Had we traveled through the Great Smoky Mountains over the beautiful Blue Ridge Parkway or had we gone via the coast passed the Outer Banks. I would have lovely scenery to describe for you. But we traveled on I95, and you know the scenery—gorgeous green trees lining the highway, browning grass as well, very few road signs, lots of exits with signs leading to food (Subway, McDonalds, Cracker Barrel, Sonny’s BBQ, an occasional family restaurant and such), others leading to lodging (Hampton Inn, Marriott Motels, Red Roof, and many more), and still others leading to gasoline.

We pay the most attention to anything that says “diesel” and any food restaurant where we dare to eat.

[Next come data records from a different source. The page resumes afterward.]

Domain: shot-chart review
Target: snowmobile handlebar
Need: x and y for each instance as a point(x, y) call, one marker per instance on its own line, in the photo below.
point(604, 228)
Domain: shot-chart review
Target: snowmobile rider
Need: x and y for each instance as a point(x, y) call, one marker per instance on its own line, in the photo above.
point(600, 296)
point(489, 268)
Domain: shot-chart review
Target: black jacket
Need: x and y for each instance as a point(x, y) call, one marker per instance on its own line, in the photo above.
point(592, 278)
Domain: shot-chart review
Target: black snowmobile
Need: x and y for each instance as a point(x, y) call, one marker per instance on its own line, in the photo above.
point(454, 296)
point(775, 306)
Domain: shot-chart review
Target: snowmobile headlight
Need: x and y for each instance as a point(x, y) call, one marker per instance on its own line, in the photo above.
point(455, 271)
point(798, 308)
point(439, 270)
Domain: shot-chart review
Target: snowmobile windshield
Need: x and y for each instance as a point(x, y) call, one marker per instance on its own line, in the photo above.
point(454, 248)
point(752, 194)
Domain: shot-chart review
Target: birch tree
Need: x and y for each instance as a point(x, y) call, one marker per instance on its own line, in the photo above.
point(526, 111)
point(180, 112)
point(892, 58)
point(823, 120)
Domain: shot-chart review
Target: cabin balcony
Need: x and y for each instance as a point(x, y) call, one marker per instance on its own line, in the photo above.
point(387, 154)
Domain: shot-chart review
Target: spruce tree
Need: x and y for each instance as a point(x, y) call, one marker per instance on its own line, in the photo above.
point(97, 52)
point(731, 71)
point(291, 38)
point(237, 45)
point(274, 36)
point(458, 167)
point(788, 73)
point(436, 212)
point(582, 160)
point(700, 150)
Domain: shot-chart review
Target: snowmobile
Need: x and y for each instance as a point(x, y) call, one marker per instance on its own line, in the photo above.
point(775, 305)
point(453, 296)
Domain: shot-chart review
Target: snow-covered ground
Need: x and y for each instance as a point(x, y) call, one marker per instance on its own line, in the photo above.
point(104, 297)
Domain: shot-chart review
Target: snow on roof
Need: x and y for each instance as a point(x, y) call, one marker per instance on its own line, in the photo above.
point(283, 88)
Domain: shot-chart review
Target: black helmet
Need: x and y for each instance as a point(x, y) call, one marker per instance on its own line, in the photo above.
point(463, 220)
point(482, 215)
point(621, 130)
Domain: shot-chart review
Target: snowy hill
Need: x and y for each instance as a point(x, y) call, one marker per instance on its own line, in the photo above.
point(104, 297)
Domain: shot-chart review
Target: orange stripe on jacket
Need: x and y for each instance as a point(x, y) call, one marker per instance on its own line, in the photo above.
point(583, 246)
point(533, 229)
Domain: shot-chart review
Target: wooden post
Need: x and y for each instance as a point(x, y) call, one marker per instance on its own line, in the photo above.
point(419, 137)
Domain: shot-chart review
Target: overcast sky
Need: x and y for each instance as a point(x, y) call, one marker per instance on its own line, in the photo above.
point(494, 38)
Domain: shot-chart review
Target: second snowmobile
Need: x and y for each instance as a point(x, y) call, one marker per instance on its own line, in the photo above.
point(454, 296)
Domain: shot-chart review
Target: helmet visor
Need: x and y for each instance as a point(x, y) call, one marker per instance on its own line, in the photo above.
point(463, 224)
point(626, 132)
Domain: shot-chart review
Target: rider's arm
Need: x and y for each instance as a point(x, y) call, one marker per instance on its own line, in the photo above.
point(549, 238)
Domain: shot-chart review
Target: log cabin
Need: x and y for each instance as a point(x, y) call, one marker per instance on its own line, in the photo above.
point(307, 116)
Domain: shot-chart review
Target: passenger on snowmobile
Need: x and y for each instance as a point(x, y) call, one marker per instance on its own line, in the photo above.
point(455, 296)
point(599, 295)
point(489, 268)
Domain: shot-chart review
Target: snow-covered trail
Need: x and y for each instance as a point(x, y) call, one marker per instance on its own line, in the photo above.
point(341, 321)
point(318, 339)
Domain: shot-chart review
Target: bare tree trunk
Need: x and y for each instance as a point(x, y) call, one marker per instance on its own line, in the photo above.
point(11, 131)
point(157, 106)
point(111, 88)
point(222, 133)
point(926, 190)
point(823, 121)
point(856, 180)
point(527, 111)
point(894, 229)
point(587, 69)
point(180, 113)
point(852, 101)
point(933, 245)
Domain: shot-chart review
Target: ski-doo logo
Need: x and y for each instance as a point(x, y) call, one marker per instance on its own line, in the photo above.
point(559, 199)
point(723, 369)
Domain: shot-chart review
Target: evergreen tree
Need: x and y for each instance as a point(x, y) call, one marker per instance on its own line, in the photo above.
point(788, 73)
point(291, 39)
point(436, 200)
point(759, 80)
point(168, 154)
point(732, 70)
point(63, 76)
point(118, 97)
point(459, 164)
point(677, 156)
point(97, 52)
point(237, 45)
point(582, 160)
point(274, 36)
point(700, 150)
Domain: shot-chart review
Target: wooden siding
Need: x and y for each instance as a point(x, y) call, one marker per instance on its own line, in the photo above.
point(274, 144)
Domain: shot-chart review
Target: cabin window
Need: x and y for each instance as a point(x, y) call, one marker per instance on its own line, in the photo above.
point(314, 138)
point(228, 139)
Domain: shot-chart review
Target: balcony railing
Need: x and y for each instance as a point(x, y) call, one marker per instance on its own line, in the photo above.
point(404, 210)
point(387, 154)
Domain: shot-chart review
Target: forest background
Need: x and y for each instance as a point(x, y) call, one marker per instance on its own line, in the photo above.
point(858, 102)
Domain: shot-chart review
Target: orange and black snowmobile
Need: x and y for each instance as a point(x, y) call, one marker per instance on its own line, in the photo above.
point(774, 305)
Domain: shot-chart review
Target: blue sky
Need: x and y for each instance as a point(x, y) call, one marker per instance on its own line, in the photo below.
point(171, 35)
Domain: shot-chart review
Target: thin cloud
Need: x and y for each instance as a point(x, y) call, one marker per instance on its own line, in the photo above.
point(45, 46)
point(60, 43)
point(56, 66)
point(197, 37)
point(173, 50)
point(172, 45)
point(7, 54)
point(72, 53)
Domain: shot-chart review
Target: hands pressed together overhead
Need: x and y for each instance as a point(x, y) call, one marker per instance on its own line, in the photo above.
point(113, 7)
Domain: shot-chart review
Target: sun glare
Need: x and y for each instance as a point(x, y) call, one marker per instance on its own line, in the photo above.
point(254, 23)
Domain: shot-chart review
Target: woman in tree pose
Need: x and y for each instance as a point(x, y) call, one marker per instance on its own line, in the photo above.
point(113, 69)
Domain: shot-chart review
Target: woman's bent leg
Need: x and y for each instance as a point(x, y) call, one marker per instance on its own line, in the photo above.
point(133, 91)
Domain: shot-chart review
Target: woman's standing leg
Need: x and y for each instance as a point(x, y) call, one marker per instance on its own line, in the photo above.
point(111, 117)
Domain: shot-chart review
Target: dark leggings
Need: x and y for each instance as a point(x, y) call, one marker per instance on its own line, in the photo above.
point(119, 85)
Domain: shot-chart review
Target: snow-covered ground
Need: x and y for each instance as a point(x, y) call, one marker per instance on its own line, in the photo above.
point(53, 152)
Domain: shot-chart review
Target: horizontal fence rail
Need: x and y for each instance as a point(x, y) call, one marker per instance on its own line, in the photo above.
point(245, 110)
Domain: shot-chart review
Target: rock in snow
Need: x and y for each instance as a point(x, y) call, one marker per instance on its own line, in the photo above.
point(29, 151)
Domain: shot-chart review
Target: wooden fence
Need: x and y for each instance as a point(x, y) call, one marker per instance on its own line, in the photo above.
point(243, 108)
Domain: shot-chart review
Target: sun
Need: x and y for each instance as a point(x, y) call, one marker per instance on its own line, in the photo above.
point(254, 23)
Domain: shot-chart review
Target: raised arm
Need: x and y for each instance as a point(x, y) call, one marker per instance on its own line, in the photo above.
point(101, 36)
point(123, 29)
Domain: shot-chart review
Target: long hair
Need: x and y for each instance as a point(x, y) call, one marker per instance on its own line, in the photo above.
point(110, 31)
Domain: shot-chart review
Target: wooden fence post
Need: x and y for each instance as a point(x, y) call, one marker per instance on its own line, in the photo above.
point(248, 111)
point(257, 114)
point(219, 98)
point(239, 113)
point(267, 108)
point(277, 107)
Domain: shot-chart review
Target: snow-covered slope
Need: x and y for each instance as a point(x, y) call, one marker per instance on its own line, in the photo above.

But today we needed to shop for a little food. So we went hunting for a Food Mart of any variety or a Walmart. After a few forays into the countryside, we finally found a Walmart, and satisfied our needs with no effort. RVers know, and others might like to know, that you can stay over night in a Walmart’s parking lot at no charge. There is security patrolling as well. Why would Walmart’s be so welcoming? A little research revealed that every camper who stays overnight spends a minimum of $50.00 shopping the next day in Walmart’s. Good deal for both of them. We haven’t done it yet.If we got stuck, we certainly would.

We’re almost back into routine, but still not quite. Driving along, we heard a loud clack, sounding like dishes falling out of cabinets. Why wouldn’t they? This mate had not done her job properly, which is to check all the locks on all of the cabinets and the dish cabinets over the sink were open. Fortunately everything is Corian, so no damage done. A good reminder to me to get back into routine—check locks, close windows, nothing left out that could fall or break, hand Allie the trash to put out for pickup, and as the sign on the way out says, “Don’t forget your spouse!”

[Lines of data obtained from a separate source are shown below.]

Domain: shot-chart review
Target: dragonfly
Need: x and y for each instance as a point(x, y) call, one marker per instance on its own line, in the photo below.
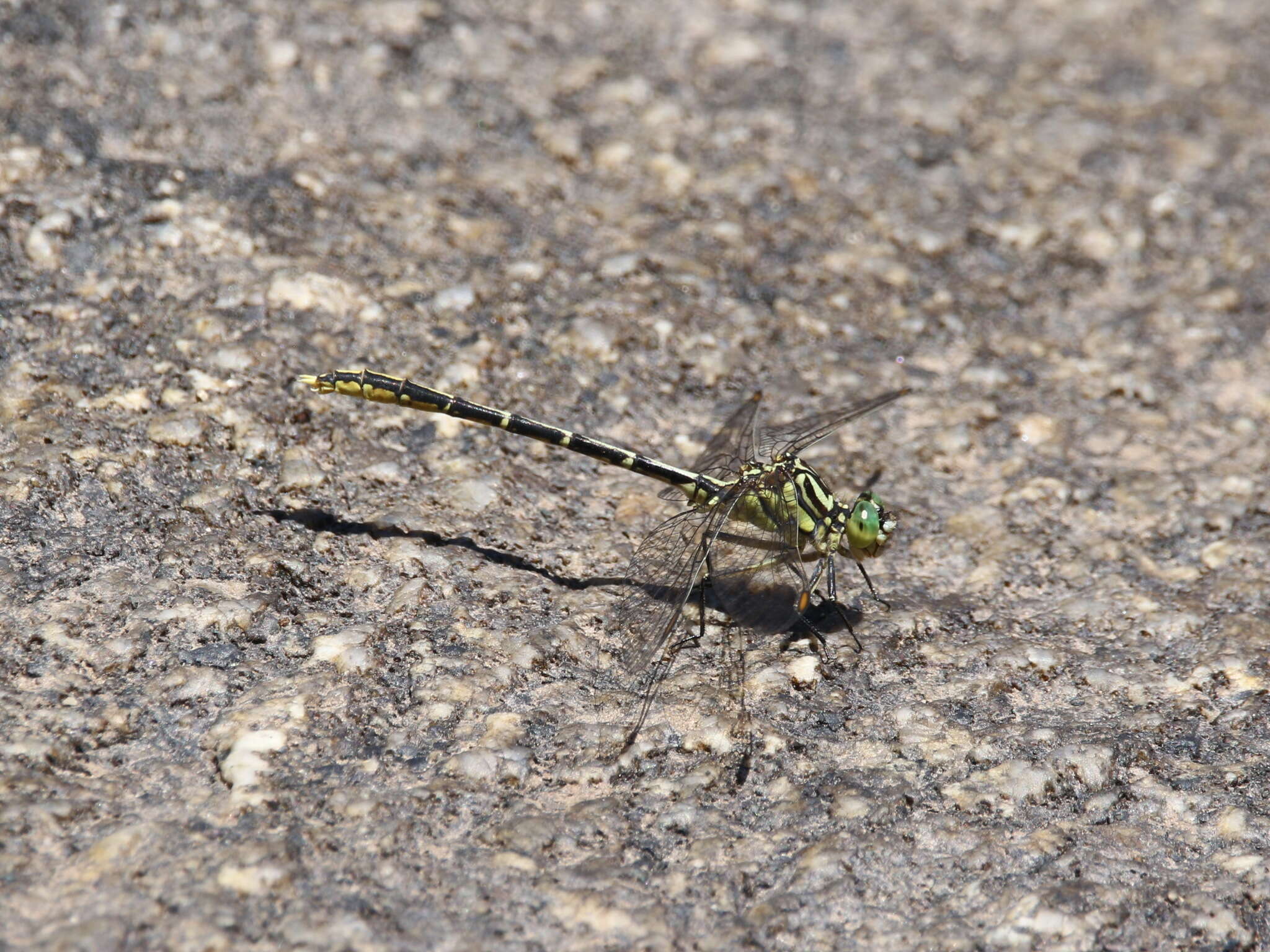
point(761, 528)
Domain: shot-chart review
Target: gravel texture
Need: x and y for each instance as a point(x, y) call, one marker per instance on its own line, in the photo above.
point(288, 672)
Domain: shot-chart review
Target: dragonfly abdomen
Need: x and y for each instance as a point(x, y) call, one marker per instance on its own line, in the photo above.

Thanks to all of you for your emails. What fun it is to find them in the morning. I’m happy you are enjoying the blog and love your commentary. Ellen asks if anyone is familiar with “immature manure”.

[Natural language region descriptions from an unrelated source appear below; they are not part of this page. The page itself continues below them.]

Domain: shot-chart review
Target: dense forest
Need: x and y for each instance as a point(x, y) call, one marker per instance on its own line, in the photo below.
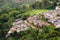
point(15, 9)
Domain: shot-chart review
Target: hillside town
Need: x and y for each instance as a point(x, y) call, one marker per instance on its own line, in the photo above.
point(53, 16)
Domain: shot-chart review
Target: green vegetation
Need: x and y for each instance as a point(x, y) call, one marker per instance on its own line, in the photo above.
point(9, 13)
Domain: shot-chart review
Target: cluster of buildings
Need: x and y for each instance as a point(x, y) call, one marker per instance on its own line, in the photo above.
point(53, 16)
point(18, 25)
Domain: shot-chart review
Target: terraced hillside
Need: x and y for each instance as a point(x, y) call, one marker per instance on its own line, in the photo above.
point(52, 18)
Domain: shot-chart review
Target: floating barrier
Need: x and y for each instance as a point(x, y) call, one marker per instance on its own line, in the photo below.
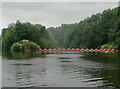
point(76, 50)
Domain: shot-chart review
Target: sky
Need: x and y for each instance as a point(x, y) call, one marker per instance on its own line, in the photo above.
point(51, 14)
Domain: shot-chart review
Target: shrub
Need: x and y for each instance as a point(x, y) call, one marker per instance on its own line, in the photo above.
point(16, 47)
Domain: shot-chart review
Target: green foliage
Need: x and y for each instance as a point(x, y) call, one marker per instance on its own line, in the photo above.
point(92, 32)
point(34, 33)
point(16, 47)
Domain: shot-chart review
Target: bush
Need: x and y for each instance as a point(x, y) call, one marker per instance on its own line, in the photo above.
point(16, 47)
point(25, 46)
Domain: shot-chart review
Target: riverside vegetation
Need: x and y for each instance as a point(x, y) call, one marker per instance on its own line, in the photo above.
point(101, 30)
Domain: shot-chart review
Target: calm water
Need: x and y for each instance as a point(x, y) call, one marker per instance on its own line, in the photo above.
point(61, 70)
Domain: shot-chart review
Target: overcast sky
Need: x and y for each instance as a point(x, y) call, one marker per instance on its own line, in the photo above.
point(51, 13)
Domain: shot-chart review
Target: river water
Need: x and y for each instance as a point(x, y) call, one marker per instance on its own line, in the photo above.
point(61, 70)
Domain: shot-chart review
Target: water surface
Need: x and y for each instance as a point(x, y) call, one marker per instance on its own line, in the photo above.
point(61, 70)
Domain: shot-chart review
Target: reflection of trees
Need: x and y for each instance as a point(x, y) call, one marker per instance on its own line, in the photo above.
point(21, 55)
point(110, 72)
point(107, 58)
point(110, 77)
point(27, 76)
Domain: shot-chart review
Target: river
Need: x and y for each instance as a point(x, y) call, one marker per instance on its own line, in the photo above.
point(61, 70)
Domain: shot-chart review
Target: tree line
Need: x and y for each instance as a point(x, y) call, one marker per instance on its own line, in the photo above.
point(99, 30)
point(26, 31)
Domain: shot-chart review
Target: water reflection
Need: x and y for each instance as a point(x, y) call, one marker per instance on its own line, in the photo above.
point(56, 70)
point(110, 73)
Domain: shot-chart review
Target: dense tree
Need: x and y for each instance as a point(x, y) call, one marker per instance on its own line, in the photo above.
point(92, 32)
point(35, 33)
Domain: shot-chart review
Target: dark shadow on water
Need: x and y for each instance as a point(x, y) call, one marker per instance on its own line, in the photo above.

We pass a sign which tells us that North Carolina is the “Most military-friendly state.” Allie tells me we are now passing Fort Bragg and Pope Air Force Base. I find the juxtaposition of military and friendly unnerving, though I imagine these bases are very good for the economy of North Carolina and possibly even good for the country.

We pass furniture stores, furniture shows, furniture warehouses, and I am reminded that NC was the gathering spot of all furniture designers and salespeople for may years. Perhaps it still is. There are also pottery shops, clothing stores, vineyards and tobacco fields galore. Among all these shops we do find signs advertising Glory canned goods—Southern-style cookin’ just like Grandma made—okra, cabbage, greens, yams, —ready-made and no cooking required. So far I haven’t been persuaded.

With all the road work we’ve seen (unlimited in Florida, some in Georgia, less in the Carolinas, and more in Virginia), I’ve decided that in my next life I’ll be in the barrier business—you know, those orange striped barriers on the side and all around any road work. We see hundreds of them all the time, some battered and beaten, but all proudly providing barriers to keep the workers safe. Think about it—they’re cheap, almost indestructible, need no maintenance, only housing and transportation. And you can use them over and over. Not a glamorous occupation, but I think it could be very lucrative.

Here’s Virginia. “Virginia is for lovers” says the sign. Now isn’t that better than friendly militaries? Virginia is also the seat of the first permanent English Colony, in 1607. Curiously, North Carolina had one first, founded by Sir Walter Raleigh, consisting of about 100 English fathers, mothers, and children, but it only lasted about a year and then disappeared. How’s that for a fact that you always wished you’d known?

This KOA park is lovely, not nearly full, but it’s very early in the season. Housing an RV is very inexpensive.  This park is one-third more expensive than any of the KOAs we were in up to now. Location, location, location.

Goodnight, dear family and friends. Day 4 will take us from Ashland VA to Carlisle, PA. A shoutout to Bobby Lerman’s alma mater, Dickinson.